Keywords: transfer learning, similarity prediction, clustering, domain adaptation, unsupervised learning, computer vision, deep learning, constrained clustering
TL;DR: A learnable clustering objective to facilitate transfer learning across domains and tasks
Abstract: This paper introduces a novel method to perform transfer learning across domains and tasks, formulating it as a problem of learning to cluster. The key insight is that, in addition to features, we can transfer similarity information and this is sufficient to learn a similarity function and clustering network to perform both domain adaptation and cross-task transfer learning. We begin by reducing categorical information to pairwise constraints, which only considers whether two instances belong to the same class or not (pairwise semantic similarity). This similarity is category-agnostic and can be learned from data in the source domain using a similarity network.
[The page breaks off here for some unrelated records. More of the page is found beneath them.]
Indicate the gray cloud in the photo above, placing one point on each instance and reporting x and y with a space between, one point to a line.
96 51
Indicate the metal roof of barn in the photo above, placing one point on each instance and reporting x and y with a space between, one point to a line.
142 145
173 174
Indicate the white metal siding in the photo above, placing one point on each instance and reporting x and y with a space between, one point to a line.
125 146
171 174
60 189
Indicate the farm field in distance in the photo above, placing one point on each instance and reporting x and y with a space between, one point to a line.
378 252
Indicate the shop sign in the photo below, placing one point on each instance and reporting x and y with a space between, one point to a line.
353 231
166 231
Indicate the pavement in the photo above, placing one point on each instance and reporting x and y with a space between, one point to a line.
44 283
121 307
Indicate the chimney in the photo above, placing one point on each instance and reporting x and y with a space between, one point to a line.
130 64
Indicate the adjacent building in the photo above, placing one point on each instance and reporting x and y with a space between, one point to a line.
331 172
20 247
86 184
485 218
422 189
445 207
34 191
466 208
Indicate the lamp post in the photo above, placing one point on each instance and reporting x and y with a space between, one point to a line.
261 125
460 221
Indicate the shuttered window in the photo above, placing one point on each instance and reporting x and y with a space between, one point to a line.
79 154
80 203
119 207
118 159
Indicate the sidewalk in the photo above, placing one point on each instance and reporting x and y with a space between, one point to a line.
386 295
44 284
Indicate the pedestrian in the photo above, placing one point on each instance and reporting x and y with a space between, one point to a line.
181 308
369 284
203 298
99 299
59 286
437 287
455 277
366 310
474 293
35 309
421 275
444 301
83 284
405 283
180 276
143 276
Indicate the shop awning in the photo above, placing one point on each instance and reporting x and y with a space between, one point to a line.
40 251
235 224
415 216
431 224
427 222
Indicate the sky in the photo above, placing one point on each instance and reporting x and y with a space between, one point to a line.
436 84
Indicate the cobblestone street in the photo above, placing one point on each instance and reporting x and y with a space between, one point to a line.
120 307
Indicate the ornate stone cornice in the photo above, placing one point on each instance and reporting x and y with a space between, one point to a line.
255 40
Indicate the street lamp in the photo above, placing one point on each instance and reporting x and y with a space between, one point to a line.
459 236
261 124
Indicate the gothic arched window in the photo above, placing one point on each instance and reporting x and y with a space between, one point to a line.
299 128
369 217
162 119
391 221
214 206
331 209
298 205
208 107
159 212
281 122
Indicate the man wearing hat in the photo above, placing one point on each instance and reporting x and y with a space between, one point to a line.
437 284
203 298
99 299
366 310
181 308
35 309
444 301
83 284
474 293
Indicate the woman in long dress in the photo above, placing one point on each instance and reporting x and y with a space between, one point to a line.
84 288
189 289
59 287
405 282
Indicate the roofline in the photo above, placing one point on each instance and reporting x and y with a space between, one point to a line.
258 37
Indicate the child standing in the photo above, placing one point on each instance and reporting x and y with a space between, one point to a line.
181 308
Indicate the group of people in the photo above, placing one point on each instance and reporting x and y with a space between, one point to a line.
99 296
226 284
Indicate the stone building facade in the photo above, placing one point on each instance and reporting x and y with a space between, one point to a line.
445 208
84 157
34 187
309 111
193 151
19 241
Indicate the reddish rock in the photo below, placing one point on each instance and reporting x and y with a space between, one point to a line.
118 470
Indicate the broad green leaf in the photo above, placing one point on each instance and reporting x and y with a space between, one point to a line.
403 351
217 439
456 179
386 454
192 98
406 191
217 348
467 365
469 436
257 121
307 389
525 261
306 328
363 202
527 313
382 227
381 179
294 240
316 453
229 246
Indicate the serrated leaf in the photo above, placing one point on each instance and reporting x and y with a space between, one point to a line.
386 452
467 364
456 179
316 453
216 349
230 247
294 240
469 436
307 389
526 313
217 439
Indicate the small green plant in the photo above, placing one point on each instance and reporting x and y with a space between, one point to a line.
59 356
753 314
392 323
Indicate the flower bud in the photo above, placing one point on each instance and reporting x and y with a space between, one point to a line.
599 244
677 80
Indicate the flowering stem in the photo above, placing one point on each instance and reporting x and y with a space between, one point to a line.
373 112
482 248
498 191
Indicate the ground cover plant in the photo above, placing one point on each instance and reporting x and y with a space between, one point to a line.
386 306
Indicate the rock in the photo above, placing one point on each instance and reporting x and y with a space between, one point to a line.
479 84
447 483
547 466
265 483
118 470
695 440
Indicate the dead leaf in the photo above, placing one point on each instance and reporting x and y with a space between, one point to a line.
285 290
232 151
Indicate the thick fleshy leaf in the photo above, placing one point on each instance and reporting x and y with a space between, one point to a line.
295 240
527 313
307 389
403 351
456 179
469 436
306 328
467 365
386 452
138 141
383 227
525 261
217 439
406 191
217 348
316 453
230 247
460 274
We then present two novel approaches for performing transfer learning using this similarity function. First, for unsupervised domain adaptation, we design a new loss function to regularize classification with a constrained clustering loss, hence learning a clustering network with the transferred similarity metric generating the training inputs. Second, for cross-task learning (i.e., unsupervised clustering with unseen categories), we propose a framework to reconstruct and estimate the number of semantic clusters, again using the clustering network. Since the similarity network is noisy, the key is to use a robust clustering algorithm, and we show that our formulation is more robust than the alternative constrained and unconstrained clustering approaches. Using this method, we first show state of the art results for the challenging cross-task problem, applied on Omniglot and ImageNet. Our results show that we can reconstruct semantic clusters with high accuracy. We then evaluate the performance of cross-domain transfer using images from the Office-31 and SVHN-MNIST tasks and present top accuracy on both datasets. Our approach doesn't explicitly deal with domain discrepancy. If we combine with a domain adaptation loss, it shows further improvement.